Book Review: Bleaker House – Living to Write
When Nell Stevens closed the door that first night, hours after landing on the appropriately named Bleaker Island, one can only imagine the tide of solitude that flooded her being. Cold, bare, unfamiliar and all too lonely, this Falkland island was perhaps the vital ingredient in the creation of Nell’s not-quite-novel-almost-memoir-mashup-masterpiece. She had travelled, after a Global Fellowship scheme run by Boston University, motivated by the frustration and fear of artistic failure, to this small island in the Atlantic Ocean. All in the name of an unwritten novel. Her idea: lock herself in a remote part of the world, with nothing to do, barely enough to eat and in complete solitude and force herself to write enough words to produce a novel. Simple.
In Bleaker House, the magiclies in the method.

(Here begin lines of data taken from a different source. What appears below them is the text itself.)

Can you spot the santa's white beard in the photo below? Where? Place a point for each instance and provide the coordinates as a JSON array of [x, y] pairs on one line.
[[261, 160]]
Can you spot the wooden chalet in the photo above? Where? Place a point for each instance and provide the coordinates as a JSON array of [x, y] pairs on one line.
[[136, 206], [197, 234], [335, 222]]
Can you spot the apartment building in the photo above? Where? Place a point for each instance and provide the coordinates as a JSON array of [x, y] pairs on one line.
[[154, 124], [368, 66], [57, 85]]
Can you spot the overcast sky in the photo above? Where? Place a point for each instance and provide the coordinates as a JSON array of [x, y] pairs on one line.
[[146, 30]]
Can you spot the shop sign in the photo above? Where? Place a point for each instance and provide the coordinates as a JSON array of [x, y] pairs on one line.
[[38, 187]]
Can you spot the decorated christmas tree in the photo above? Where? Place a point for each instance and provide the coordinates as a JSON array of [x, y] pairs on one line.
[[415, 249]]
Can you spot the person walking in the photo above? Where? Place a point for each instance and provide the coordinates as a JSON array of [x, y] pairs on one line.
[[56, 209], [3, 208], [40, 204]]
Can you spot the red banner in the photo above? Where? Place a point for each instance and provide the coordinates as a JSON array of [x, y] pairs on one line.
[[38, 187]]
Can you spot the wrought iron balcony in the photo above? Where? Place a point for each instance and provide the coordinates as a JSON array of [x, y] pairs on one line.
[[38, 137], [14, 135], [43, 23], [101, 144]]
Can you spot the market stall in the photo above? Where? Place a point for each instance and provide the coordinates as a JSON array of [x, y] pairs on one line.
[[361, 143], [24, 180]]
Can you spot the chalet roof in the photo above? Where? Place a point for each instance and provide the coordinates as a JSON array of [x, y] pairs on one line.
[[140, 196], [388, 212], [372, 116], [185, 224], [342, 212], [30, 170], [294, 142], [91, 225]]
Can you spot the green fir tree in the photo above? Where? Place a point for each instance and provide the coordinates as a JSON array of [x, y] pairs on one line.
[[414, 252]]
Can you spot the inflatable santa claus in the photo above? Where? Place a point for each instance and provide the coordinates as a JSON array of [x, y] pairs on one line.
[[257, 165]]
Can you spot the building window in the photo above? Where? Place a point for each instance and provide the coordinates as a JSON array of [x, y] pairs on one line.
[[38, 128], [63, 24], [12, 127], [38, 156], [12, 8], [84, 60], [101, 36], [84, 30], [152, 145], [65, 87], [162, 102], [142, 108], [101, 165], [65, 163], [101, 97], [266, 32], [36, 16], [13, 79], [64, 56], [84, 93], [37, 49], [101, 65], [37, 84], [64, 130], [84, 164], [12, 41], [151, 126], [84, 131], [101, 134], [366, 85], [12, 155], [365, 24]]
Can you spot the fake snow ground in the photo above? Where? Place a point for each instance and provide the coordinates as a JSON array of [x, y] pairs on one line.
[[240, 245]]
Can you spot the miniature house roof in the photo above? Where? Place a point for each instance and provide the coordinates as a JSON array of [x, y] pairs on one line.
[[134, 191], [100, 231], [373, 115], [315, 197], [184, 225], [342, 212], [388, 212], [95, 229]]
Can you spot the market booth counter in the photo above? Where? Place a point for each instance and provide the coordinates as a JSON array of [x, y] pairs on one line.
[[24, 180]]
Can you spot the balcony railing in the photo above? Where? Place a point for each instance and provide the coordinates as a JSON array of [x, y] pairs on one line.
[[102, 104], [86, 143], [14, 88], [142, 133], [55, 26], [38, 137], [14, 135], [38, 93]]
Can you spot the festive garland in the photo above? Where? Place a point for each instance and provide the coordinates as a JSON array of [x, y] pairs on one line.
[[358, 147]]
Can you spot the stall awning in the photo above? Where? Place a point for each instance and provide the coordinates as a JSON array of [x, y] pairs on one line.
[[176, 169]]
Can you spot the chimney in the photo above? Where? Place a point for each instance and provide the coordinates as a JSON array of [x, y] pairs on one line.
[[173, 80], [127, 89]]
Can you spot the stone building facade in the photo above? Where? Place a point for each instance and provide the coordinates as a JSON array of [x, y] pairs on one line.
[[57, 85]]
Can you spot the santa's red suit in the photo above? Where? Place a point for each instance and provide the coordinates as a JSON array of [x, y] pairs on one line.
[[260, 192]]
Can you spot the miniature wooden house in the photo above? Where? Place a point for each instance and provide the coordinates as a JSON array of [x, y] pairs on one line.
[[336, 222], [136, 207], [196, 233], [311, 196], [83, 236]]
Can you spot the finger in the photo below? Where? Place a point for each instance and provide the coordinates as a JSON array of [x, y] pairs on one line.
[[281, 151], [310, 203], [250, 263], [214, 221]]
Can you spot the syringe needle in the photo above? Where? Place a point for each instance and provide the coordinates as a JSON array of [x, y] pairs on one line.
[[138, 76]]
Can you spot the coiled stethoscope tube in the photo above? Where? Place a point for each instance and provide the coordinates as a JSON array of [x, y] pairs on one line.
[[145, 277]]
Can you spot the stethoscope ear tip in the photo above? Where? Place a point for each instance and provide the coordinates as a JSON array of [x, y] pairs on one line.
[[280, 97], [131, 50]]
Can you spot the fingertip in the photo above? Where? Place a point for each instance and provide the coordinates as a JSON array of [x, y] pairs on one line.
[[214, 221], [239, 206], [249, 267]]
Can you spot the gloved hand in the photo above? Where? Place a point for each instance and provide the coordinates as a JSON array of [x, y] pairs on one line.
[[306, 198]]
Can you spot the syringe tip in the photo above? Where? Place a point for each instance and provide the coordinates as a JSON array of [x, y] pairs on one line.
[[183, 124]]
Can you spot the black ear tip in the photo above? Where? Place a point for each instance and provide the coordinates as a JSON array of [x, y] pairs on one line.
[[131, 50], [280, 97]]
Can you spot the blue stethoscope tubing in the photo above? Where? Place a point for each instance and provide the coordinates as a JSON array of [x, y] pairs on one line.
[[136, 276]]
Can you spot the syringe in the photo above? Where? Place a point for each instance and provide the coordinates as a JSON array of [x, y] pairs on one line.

A collection of short stories, false starts, diary entries and a travelogue make up this debut and while cautious not to devalue its content (I am already perhaps too invested in Emily Blaine’s Hong Kong voyeurism) it is the bravery of the method that shines as its breakout star. Artists spend their lives battling a debilitating, self-deprecating fear of failure and searching for the perfect balance between life and Art. It is clear that in Bleaker House, Nell Stevens is committed to living her art and in the process produced a truly worthwhile piece of work.
Not content with the comfort of cafés or with the distraction of London nightlife, Nell abandoned the familiarity and relative safety of the English capital and made, if only temporarily, her novel the purpose of her existence. She was determined to extract the novel she knew was inside her, by any means necessary. Determined to overcome the fear of failure and determined to escape the noise and excuses of home, Nell began ‘chasing her novel to the end of the world’, putting herself under the artistic microscope and relentlessly scouring her talent in search of a novel. She made it impossible for her art and talent to hide, and in doing so, confronted the possibility that she just didn’t have it in her. Nell’s method of producing Bleaker House was brave and commendable, even if it didn’t produce the book she thought it might.
Everybody thinks they have a book in them. Everybody thinks they can be the next J.K Rowling. Not many are willing to pack up, leave their iPhone at home with their friends and family and become the only inhabitant of an island thousands of miles from home. In producing diverse prose, from excepts worthy of a travel guide to realist short stories musing on the ethics of manipulative research, Nell Stevens proved she did have a book in her, just not the one she had originally thought. Bleaker House: Chasing my novel to the end of the world is a significant contribution to contemporary literature and valuable insight into the complexity and reality of the modern-day author.